Re: about fsync in CLOG buffer write - Mailing list pgsql-hackers

From Andres Freund
Subject Re: about fsync in CLOG buffer write
Date
Msg-id 20151004192535.GA22389@awork2.anarazel.de
Whole thread Raw
In response to Re: about fsync in CLOG buffer write  (Jeff Janes <jeff.janes@gmail.com>)
Responses Re: about fsync in CLOG buffer write  (Robert Haas <robertmhaas@gmail.com>)
List pgsql-hackers
On 2015-10-04 12:14:05 -0700, Jeff Janes wrote:
> My (naive) expectation is that no additional locking is needed.
> 
> Once we decide to consult the clog, we already know the transaction is no
> longer in progress, so it can't be in-flight to change that clog entry we
> care about because it was required to have done that already.

Other xids on the same page can still be in progress and those
concurrently might need to be written to.

> Once we have verified (under existing locking) that the relevant page is
> already not in memory, we know it can't be dirty in memory.  If someone
> pulls it into memory after we observe it to be not there, it doesn't matter
> to us as whatever transaction they are about to change can't be the one we
> care about.

The read of the page from disk from a concurrent process might have been
before our write, i.e. containing an unmodified page, but now future
writes will overwrite the entry we wrote directly. I think there's a
bunch of related issues.

Such things will currently prevented by the IO locks in slru.c.

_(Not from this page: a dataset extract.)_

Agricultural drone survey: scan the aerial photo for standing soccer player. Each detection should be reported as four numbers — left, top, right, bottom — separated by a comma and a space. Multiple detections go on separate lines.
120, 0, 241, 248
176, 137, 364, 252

> Is there a chance that, if we read a byte from the kernel when someone is
> in the process of writing adjacent bytes (or writing the same byte, with
> changes only to bits in it which we don't care about), the kernel will
> deliver us something which is neither the old value nor the new value, but
> some monstrosity?

Depends on the granularity of the write/read and the OS IIRC.


I don't think it's worth investing time and complexity to bypass SLRU in
certain cases. We should rather rewrite the thing completely.